The MBTA is not alone facing major staffing challenges, and many transit agencies around the country have also struggled to retain staff or have shifted service around to match the workforce.
Individual T workers feel the impacts, too. Tonee Hobbs, a 23-year veteran MBTA bus operator, told the Transportation Committee her job is "absolutely" tougher with a more depleted workforce.
"We don't have enough drivers, and it shows all day," Hobbs said. "Because we're short drivers, it makes a difference in our workload and because we're short drivers, it makes a difference for passengers."
Jeb Mastandrea, an outside machinist and president of Machinists Union Local 264 Boston, linked staffing problems directly to safety concerns.
"We don't have time to even do preventive maintenance because we spend our days putting out, what we call in the business, just putting out fires," he said. "We don't have time to do things to prevent things from happening.
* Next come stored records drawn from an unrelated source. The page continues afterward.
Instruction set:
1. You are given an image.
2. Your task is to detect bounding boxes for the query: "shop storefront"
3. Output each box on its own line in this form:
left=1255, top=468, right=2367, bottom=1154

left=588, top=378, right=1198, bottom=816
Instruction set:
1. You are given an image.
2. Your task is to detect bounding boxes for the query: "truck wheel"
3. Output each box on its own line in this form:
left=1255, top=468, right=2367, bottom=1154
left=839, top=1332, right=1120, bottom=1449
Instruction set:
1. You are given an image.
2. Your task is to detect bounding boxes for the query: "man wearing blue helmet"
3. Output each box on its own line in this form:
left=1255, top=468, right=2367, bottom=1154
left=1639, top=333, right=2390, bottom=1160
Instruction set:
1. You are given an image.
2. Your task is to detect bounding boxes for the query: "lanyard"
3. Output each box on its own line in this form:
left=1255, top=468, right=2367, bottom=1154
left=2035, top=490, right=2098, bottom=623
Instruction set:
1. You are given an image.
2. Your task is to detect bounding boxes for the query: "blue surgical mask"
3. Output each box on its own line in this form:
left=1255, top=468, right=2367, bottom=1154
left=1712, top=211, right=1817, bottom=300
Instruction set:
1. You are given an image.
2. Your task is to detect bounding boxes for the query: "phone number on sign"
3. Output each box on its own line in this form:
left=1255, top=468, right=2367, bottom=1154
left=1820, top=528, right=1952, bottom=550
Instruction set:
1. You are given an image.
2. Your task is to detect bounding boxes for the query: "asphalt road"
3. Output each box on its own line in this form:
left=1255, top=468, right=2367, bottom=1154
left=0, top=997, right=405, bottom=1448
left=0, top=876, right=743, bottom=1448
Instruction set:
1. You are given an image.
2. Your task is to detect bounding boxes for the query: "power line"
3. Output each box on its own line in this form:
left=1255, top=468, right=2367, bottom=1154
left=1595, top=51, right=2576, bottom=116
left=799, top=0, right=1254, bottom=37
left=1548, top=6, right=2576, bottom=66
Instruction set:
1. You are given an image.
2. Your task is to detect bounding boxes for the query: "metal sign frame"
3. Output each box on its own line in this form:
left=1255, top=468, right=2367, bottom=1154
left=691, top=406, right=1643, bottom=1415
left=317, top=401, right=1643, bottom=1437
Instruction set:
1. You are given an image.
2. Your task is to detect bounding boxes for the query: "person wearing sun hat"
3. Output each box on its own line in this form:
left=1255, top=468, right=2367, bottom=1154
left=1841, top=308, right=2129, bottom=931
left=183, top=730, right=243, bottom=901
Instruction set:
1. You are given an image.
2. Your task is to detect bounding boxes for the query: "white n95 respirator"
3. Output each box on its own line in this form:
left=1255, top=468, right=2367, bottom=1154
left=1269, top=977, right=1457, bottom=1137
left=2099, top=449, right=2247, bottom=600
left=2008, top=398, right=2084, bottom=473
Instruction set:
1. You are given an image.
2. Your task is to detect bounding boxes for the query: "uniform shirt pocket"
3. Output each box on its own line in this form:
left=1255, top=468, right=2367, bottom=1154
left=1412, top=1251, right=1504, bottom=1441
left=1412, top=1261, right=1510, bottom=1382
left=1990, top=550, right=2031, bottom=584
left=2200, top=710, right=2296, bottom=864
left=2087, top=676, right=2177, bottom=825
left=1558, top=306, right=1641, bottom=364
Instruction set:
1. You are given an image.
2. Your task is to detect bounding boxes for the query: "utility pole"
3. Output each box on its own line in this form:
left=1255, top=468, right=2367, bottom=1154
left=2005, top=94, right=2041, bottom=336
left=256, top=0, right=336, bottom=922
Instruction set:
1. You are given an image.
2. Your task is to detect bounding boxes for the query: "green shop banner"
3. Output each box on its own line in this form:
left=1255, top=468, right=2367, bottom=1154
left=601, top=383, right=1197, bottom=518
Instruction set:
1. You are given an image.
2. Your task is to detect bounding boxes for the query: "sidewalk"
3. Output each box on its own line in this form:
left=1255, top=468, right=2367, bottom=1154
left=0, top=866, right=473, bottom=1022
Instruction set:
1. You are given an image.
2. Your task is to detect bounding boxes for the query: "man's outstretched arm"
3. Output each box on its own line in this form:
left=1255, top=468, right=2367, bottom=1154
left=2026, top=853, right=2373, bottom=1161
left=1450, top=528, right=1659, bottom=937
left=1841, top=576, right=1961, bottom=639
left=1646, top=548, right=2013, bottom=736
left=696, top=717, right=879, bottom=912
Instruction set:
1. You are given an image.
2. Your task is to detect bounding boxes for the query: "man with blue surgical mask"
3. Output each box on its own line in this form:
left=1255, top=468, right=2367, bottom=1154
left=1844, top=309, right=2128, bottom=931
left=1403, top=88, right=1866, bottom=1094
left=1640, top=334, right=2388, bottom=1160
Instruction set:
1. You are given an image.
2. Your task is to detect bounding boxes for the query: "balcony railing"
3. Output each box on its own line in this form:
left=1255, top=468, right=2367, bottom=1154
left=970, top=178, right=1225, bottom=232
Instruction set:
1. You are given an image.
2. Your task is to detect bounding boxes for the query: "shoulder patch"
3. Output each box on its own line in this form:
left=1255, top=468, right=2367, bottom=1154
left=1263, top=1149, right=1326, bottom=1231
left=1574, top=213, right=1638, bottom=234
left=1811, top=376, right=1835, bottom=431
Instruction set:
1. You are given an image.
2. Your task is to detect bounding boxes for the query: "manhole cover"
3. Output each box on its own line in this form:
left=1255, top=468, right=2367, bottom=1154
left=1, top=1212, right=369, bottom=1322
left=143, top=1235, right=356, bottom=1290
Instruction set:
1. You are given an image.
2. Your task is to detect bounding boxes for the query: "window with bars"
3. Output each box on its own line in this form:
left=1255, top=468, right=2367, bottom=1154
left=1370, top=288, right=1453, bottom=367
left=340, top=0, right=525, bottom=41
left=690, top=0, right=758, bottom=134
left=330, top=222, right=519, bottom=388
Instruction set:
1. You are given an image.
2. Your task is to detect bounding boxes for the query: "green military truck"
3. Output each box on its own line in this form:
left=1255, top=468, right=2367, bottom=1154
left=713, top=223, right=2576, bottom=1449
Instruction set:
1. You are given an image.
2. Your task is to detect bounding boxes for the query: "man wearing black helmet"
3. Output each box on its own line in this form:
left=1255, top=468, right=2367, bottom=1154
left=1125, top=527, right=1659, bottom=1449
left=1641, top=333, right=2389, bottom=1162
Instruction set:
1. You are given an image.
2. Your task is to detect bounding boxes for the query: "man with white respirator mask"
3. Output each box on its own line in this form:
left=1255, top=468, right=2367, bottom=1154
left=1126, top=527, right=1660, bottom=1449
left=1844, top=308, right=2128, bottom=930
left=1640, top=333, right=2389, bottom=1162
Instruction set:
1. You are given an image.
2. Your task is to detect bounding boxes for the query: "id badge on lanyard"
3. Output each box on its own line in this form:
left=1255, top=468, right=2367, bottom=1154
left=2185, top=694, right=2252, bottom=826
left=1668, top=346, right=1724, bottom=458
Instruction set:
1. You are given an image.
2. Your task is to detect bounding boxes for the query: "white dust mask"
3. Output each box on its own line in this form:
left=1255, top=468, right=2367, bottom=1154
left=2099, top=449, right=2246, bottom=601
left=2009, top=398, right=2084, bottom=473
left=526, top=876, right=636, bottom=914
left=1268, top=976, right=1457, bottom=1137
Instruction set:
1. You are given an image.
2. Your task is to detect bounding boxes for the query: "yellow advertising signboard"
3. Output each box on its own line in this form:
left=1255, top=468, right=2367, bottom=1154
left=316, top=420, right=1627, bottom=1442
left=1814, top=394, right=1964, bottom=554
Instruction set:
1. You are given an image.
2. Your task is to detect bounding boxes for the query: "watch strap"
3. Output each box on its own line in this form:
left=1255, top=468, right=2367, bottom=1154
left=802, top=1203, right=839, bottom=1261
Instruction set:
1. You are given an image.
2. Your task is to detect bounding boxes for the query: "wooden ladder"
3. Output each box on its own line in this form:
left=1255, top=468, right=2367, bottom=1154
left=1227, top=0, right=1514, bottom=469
We're just reactionary."
Some of the conclusions the FTA reached overlapped with or even mirrored the findings that an independent safety panel produced in December 2019. So what went wrong, Straus asked the chair of the MBTA's board, after 2019 that led to a cascade of failures and drew federal scrutiny?
"Quite frankly, I'm not certain," Taylor replied, noting that the latest iteration of the T's governing body has only been in place with her at the helm since October. "I am much more certain about the kind of actions that are currently being undertaken and that I think should be undertaken in the future with the Legislature's support that can change the pattern of behavior that we all find deeply regrettable and, quite frankly, unacceptable."
Taylor said she agrees with many of the FTA's recommendations, but she disagreed with one of the central conclusions in the federal probe: that the T has overemphasized capital work at the expense of day-to-day operations maintenance.
Instead, Taylor argued that the MBTA has "both an operating and a capital program," warning that "the level of deferred maintenance for decades is massive." She defended the agency's decision earlier this year to transfer $500 million from the operating budget to the capital budget, describing it as "investments [that] advanced critical safety projects" including an anti-collision system on the Green Line.
"The real problem is getting a handle on what it will take to maintain and update the existing facilities," Taylor said. "The lack of that is what has caused or largely contributed to a great many of the safety incidents we all find deplorable."
About $7.5 billion in the MBTA's five-year capital investment plan, or 80 percent of the total, focuses on safety and maintenance rather than flashier expansions, Taylor said.
"That's what the capital program is designed to do, and that's what we all need it to do if we are to have the safe and reliable T that this economy needs and deserves," she said.
Lawmakers plan to convene several more oversight hearings in the coming months and aim to submit a final report by the end of the session in early January.
Straus said the group's recommendations could include legislative changes to the T's overlapping operating and capital sides, and he also said testimony through the first two hearings shows the Baker administration's past insistence that the MBTA has the money it needs is "just not true."